In this year’s Open Championship and the PGA Championship, I
and the rest of the world saw that the old Tiger Woods is back. You remember,
the Tiger who so dominated the tour in 2000? That was a year that will probably
never be duplicated by any golfer ever again.
I decided to go back to see what I’d said about his victory
at St. Andrews in that magical year. It was exciting and I also had some
strange things to say about the course everyone credits as being the birthplace
of golf. I guess I should retract my slams to prevent anyone from looking to
beat me up. But I'll leave them in. See what you think.
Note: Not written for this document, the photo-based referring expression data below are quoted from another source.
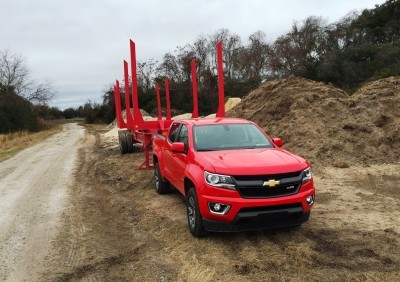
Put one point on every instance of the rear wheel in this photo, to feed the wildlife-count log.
(195, 221)
(123, 147)
(161, 185)
(129, 142)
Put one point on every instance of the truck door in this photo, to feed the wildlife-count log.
(167, 153)
(180, 158)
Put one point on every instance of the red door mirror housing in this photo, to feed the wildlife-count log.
(277, 141)
(178, 147)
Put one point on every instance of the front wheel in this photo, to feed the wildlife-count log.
(195, 221)
(123, 146)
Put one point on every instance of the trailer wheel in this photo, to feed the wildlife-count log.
(195, 221)
(123, 147)
(129, 142)
(161, 185)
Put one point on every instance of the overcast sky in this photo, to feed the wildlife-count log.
(80, 45)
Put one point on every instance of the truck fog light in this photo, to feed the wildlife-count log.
(310, 200)
(218, 208)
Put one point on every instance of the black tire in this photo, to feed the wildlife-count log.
(161, 185)
(123, 147)
(129, 142)
(195, 221)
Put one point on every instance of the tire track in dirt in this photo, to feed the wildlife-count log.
(34, 193)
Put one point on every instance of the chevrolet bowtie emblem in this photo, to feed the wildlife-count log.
(271, 183)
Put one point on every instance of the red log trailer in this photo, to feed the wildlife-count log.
(233, 175)
(136, 130)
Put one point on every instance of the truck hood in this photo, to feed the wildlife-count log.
(254, 161)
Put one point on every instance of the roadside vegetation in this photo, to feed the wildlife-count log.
(12, 143)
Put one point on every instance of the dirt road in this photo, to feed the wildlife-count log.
(119, 229)
(33, 195)
(115, 227)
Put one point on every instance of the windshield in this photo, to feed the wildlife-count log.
(229, 137)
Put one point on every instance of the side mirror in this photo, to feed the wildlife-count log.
(178, 147)
(277, 141)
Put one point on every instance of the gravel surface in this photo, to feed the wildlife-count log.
(33, 194)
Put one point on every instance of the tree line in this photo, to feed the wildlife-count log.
(361, 47)
(358, 48)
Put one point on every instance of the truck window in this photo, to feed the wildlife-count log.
(183, 135)
(173, 132)
(229, 137)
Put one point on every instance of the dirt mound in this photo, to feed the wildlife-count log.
(325, 124)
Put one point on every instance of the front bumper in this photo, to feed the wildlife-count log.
(258, 219)
(252, 214)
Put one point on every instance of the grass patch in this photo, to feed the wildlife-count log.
(12, 143)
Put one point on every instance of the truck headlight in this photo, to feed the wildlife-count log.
(307, 175)
(218, 180)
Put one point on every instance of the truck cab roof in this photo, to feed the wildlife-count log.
(210, 121)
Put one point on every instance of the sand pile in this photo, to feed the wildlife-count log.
(325, 124)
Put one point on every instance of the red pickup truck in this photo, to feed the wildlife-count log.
(233, 175)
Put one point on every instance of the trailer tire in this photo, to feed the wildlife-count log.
(195, 220)
(123, 147)
(161, 185)
(129, 142)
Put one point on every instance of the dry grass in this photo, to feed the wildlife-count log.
(12, 143)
The Old Course (I said eighteen years ago) looked as silly as
ever, even kind of glassy fast, where the viewer could hardly distinguish
fairways from greens. It’s just a
treeless humpy dumpy place where you find the tee boxes and sort of see a flag
way down there somewhere. You hit your
tee shot and hope it runs and runs and stays out of one of the really dumb pot
bunkers. Then you find it and hit a low
bump and run toward the flag, hoping the bumps and runs are just right and you
end up somewhere near the flag.
In the first round, Ernie Els finished at minus 6 to take the
first round lead, with Tiger and Steve Flesch one back. On day two, Tiger shot
a six under 66 to go with his opening 67 and led by three at the end of the
day. He’s just too good for the rest of
the field. Tiger’s making it look like a walk in the park. On Saturday, he shot another 67 despite his
first two bogeys of the tournament (two 3-putts) and was ahead by six after
three rounds.
He and Duval were paired in the final group and Duval birdied
four of the first seven holes to cut the lead to three. But then Tiger put it into overdrive again
and won walking away. Everyone kept making mini-charges and then falling
back. Typical of the way the others were
playing: Duval hit his second into the pot bunker on 17, the infamous bunker
guarding the green on the road hole. He
tried twice to get it out, unsuccessfully.
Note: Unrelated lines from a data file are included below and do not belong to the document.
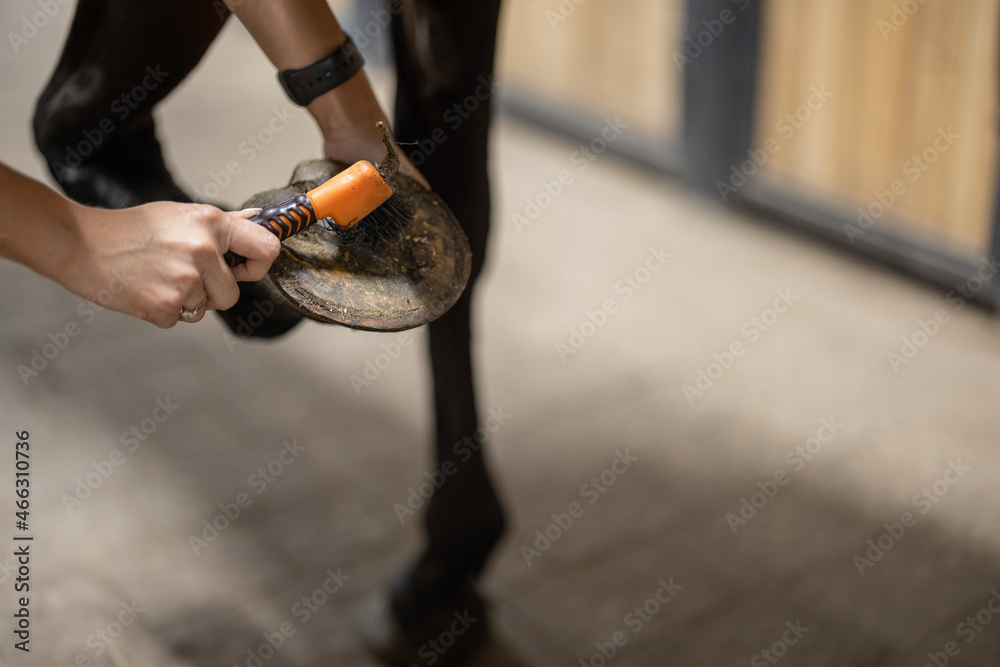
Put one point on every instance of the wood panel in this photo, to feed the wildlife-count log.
(897, 86)
(598, 56)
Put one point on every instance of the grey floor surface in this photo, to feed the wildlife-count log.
(820, 370)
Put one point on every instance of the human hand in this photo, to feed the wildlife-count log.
(154, 260)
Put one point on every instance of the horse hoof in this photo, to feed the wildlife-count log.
(446, 633)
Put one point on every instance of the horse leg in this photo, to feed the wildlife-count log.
(444, 55)
(94, 120)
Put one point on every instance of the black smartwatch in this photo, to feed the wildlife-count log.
(304, 85)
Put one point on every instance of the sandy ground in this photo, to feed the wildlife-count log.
(740, 524)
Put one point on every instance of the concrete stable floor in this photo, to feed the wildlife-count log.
(739, 524)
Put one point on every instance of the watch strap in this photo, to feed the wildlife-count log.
(306, 84)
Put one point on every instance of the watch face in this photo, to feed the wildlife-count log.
(304, 85)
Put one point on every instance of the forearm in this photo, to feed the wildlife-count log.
(296, 33)
(38, 227)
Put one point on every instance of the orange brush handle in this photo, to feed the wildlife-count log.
(350, 195)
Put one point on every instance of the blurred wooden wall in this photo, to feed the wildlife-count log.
(602, 57)
(895, 83)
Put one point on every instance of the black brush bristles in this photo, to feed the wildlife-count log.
(379, 226)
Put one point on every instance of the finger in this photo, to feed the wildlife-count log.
(254, 242)
(220, 286)
(195, 306)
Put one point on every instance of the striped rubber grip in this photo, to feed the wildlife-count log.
(282, 220)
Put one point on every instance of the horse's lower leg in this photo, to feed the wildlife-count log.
(93, 122)
(444, 56)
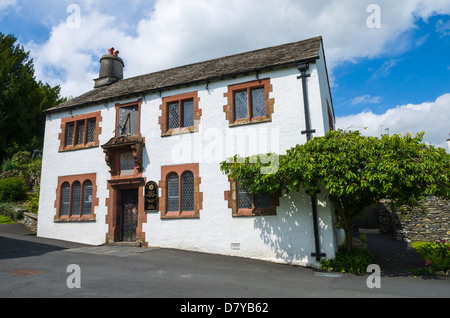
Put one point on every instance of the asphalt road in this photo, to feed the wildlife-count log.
(32, 267)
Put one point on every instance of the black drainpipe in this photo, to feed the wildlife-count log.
(303, 68)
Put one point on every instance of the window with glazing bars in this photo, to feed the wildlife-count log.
(87, 197)
(180, 190)
(80, 132)
(65, 199)
(129, 121)
(173, 193)
(249, 103)
(76, 200)
(247, 200)
(180, 114)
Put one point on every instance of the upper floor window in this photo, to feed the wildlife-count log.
(128, 119)
(249, 102)
(80, 132)
(180, 114)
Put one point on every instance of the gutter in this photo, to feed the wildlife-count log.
(303, 68)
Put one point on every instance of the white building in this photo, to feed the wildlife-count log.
(106, 152)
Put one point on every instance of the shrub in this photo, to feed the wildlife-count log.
(355, 262)
(436, 257)
(12, 189)
(33, 202)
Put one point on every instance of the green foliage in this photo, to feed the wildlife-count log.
(22, 100)
(7, 210)
(363, 238)
(436, 257)
(5, 220)
(23, 165)
(356, 172)
(33, 202)
(12, 189)
(355, 262)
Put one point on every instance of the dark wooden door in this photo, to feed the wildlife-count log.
(129, 215)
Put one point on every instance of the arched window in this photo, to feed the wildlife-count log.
(65, 198)
(173, 193)
(87, 197)
(180, 191)
(187, 189)
(76, 198)
(245, 198)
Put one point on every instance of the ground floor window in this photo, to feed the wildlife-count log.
(76, 198)
(180, 191)
(244, 203)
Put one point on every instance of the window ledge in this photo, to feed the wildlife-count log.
(79, 147)
(256, 120)
(179, 131)
(75, 219)
(255, 212)
(182, 215)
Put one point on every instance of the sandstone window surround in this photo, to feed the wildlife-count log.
(80, 132)
(249, 103)
(180, 114)
(180, 192)
(76, 198)
(243, 203)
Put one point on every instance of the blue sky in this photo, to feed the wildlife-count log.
(393, 77)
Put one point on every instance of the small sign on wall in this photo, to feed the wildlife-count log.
(151, 197)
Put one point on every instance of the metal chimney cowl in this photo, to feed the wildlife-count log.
(111, 69)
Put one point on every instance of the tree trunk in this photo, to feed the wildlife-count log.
(345, 222)
(348, 236)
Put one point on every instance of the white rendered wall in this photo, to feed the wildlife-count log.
(285, 237)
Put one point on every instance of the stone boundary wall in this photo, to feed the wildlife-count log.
(431, 226)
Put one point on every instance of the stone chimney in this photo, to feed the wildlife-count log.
(111, 69)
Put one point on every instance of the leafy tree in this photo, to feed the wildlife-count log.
(354, 170)
(22, 100)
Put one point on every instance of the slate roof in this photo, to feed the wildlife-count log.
(215, 69)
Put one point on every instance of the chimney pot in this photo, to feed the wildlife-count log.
(111, 69)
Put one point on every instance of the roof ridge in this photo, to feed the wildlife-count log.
(188, 74)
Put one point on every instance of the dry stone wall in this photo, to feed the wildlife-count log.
(431, 226)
His third shot was a backward chip to get it away from the revetment
wall. Then out and onto the green, and
two putts for a quadruple bogey. Tiger
won by eight (tied the old record for biggest margin), was 19 under par (lowest
total compared to par in any major), broke Faldo’s St. Andrews record of 18
under, made only three bogeys in four rounds, didn’t have a six on any of his
cards, didn’t get in any of the 120 bunkers.
The kid is unreal. The
bookies hate him. His competitors love
him for the increased purses on the tour, hate him because they’re relegated to
playing for second in any tournament he’s in.
Bigots hate him because he destroys their bigoted ideas about blacks. Young kids (white and black and brown and red
and yellow) love him because he gives them such an outstanding role model. I love him because he makes all the bigots so
uneasy. In an interview after the final
round, Tiger was told that Butch Harmon had said Tiger was playing up to about
75% of his potential. Then he was asked
if that was true. Tiger said, “Yes,
that’s about right. I’ve got some flaws
in my game I plan to address in the future.”
Whoa! Now what are the
boys going to do? He plans to fix the
25% still separating him from perfection?
He plans to shoot an 18 someday?
There, that’s what I said eighteen years ago. I may have
been too negative about St. Andrews. And I may have been too positive about
Tiger’s being such a good role model. I say this in light of his extra-marital
affairs, the fight and divorce from his lovely wife, and his arrest in Florida
for drug use and his booking photo. So, Tiger isn’t really a perfect role model
for kids, but he’s still a pretty good human.